The resulting outbreak of European hostility is also welcome for American ultranationalists. It would allow them to further enrage their sectarian base, multiply sanctions and restrictions targeting a mix of politicians and European companies, and sever as brutally as possible any link between the civil societies of the two regions, in order to isolate the American population from the rest of the “free” world and render it more vulnerable. The terminus is clearly specified in Project 2025: the establishment of an authoritarian regime based on a state of exception, and as Russell Vought threatened in August 2024, the recourse to violence in case of dissent.

To avoid brinkmanship, there is a solution aimed at stripping Trump of the ability to once again outpace institutions and present them with a fait accompli. The Senate could vote to preemptively prohibit any military action, open or covert, against a member of the alliance, unless expressly authorized by the country in question or by the Senate itself—which, until proven otherwise, holds the constitutional right to declare war. That such legislation is necessary gives an idea of the absurd situation in which a pro-Atlantic consensus once again, representing an OVERWHELMING majority both the political personel and the population, finds itself. However, this is no accident: this escalation of tension around Greenland is precisely sought after by the architects of chaos since they know that through this pressure point, they can deliver a battering ram blow to the two adversaries they have sworn to dismantle : the European Union and the democracy of the United States. It creates an instant political crisis between the Senate and the White House, with all the usual threats, anathemas, and insults. But better a politico-media maelstrom allowing, in the heart of winter, to slow down or even block the march of the administration’s Vichy faction in a context where polls show clear unpopularity for the Trump II term— than a civilizational crisis at the turn of spring.

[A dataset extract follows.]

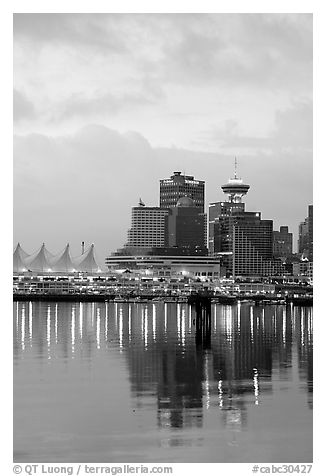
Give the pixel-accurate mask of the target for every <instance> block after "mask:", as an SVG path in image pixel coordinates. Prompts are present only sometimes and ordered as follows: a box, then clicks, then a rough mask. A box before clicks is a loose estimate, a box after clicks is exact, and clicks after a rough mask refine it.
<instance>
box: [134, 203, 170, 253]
mask: <svg viewBox="0 0 326 476" xmlns="http://www.w3.org/2000/svg"><path fill="white" fill-rule="evenodd" d="M169 213H170V212H169V210H168V209H164V208H159V207H146V206H145V205H144V204H143V202H141V201H140V202H139V206H138V207H133V208H132V211H131V228H130V230H128V241H127V243H126V245H125V248H153V247H156V248H160V247H163V246H166V245H167V216H168V215H169Z"/></svg>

It seems, then, that Europe has two months to prepare for a crisis of vertigo, or for the US Congress to grasp the gravity of what is being played out here. Backing down is no longer possible; the stakes are no longer about dropping one’s trousers on tariffs or the liquidation of the multilateral trade regime. We are arriving at the edge of the cliff— precisely where the most enraged among the American far-right, the neo-Nazi flirters (the likes of Stephen Miller, Curtis Yarvin, Steve Bannon, joined along the way by Elon Musk), have been trying to take us for 10 years, against the deep will of the people. If this ultimate red line, after so many others opportunely forgotten, is also abandoned, then Pandora’s box will be definitively opened, on both sides of the Atlantic.